More NCLB

WaPo’s Paley is back with a very important story on the symbolism of Rep. Peter Hoekstra’s new (though it’s not, essentially the same bill was circulated by many of the same folks in 2000-01) gut NCLB bill. The story gets the political coalitions right, and that is what really matters, but unfortunately repeats a few NCLB myths and tells us that “many voters in affluent suburban and exurban distrcts – GOP strongholds – think their schools have been adversely affected by the law” without, you know, telling us if there is any truth to that…

Still, not sure how much of this is big news: Conservatives don’t like federal authority and industries (e.g. all the ed establishment groups in this case and the school industry itself) don’t like being regulated.
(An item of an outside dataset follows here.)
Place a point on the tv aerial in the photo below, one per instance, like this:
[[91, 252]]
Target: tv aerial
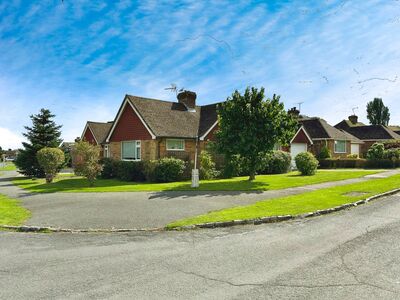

Dog bites man. So this is a marriage made in heaven and why, for instance, the National Education Association plays footsies with the most reactionary conservatives on the Hill. The interesting question, per the GOP stronghold issue, is where Democrats will come down in the end especially because of the special interest politics. I heard Hoekstra speak last week and enough of that might remind Democrats why they support strong federal authority in the first place…

Kevin Drum writes on this, too, (yesterday’s NCLB back and forth here) but again no data. Achievement gaps exist in all kinds of communities, including very affluent ones. Before his road to Paigeascus experience on No Child Mike Petrilli wrote very eloquently in the New York Times about how perhaps NCLB’s greatest potential was in the leafy suburbs where low-achieving students are frequently over looked. He was right. Even a quick look around SchoolMatters illustrates the problem. It’s not just the cities.